ME: Well can I have one?
MUM: No!

Cue a young me crying into my sick new Coca-Cola tote showbag.

When you mention the Easter Show to me, two smells come to mind: the smell of ‘farm’ (a weird combination of hay and horse poo) and the smell of deep fried hot dogs on a stick. Both of those smells belonged to objects I had never tasted, the former I was fine with, but the latter was something I was desperate to eat for the first 15 years of my life. When I finally went to the Show sans parents, it was on. I ate a sticked hot dog from every stall I walked past and they tasted like sweet rebellion.

Hot dogs aren’t the only thing with a stick shoved up them at the Royal Easter Show in 2015. In fact, it’s simple to give yourself an on-stick-only degustation, complete with starters, mains, dessert and an amuse bouche of a toffee apple.
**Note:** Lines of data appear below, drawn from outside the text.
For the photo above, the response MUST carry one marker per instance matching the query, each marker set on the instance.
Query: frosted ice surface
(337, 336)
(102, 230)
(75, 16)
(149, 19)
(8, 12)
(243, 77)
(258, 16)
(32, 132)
Here’s a small sample of the sticks on offer at this year’s Show:

Hot Dog on a Stick

Call it a Pluto Pup, a Dagwood Dog, a corn dog – if you were to eat one from every seller this year you’d have over 30 of them in your stomach plus two to three tapeworms. I choose to eat my sticked hot dogs from The Original Cheese on a Stick, who only serve dagwood dogs and cheese on a stick, deep frying them to order. Never get one from the spots with over 20 things on their menu, those dogs have been sitting soggily for a good 6 hours and even the longest re-dunk in the deep fryer won’t kill the ebola that’s been festering inside them.

Cheese on a Stick

It’s a scientific miracle! A long cylinder of battered cheese with a stick in its bum. The cheese is completely tasteless, so what you get is a stick of batter that tastes like all the hot dogs that’s it’s shared the oil with.

Chips on a Stick

One of the greatest things to happen to festival food in the last decade is also prominent at The Easter Show. A sprialled potato, lightly battered, deep fried and coated with a vaguely flavoured salt. Break a circle of potato off one by one or eat the whole thing like a corn on the cob.

Cake on a Stick

The newest stick to the Show is a deep fried ribbon of cake batter. It looks like shit and tastes like an unemployed doughnut.

Waffle on a Stick

Nothing special here. A long waffle, which is actually pretty easy to eat with your hands, is made slightly harder to eat by being stuck upon a stick. Some spots were selling these with some cool toppings though.

Waffle Dog

Instead of eating a delicious deep fried Dagwood Dog, these jerks decided to encase a frankfurt in a waffle stick. It’s only good if you get a fresh one! Otherwise you’ve got a floppy warm frank in a soggy shit cake.

Choc dipped banana

There’s always money in the banana stand.

Choc dipped strawberries

These lose points for not being deep fried in any way but they’re almost the Easter Show’s take on a salad so eat a few of these when your stomach starts to hurt. The sprinkles will make you feel better.

Oreo on a Stick

An Oreo, covered in chocolate, on a stick. The stick is as redundant as covering something that already tastes like chocolate with chocolate.

Nutella on a Stick

Surprisingly, this is not just a paddle pop stick that’s been dipped in a jar of Nutella, rather it’s a waffle filled with Nutella on a stick. Sold from the Italian spot that was playing a playlist of songs that they had found on YouTube by searching “Italian music”.

END VERDICT: These ten things on sticks went downhill after the Dagwood Dog. You could sample all that the sticked food world has to offer, or you could just eat ten Dagwood’s and puke in a Bertie Beetle Bag for just two extra bucks. Best Easter Show ever!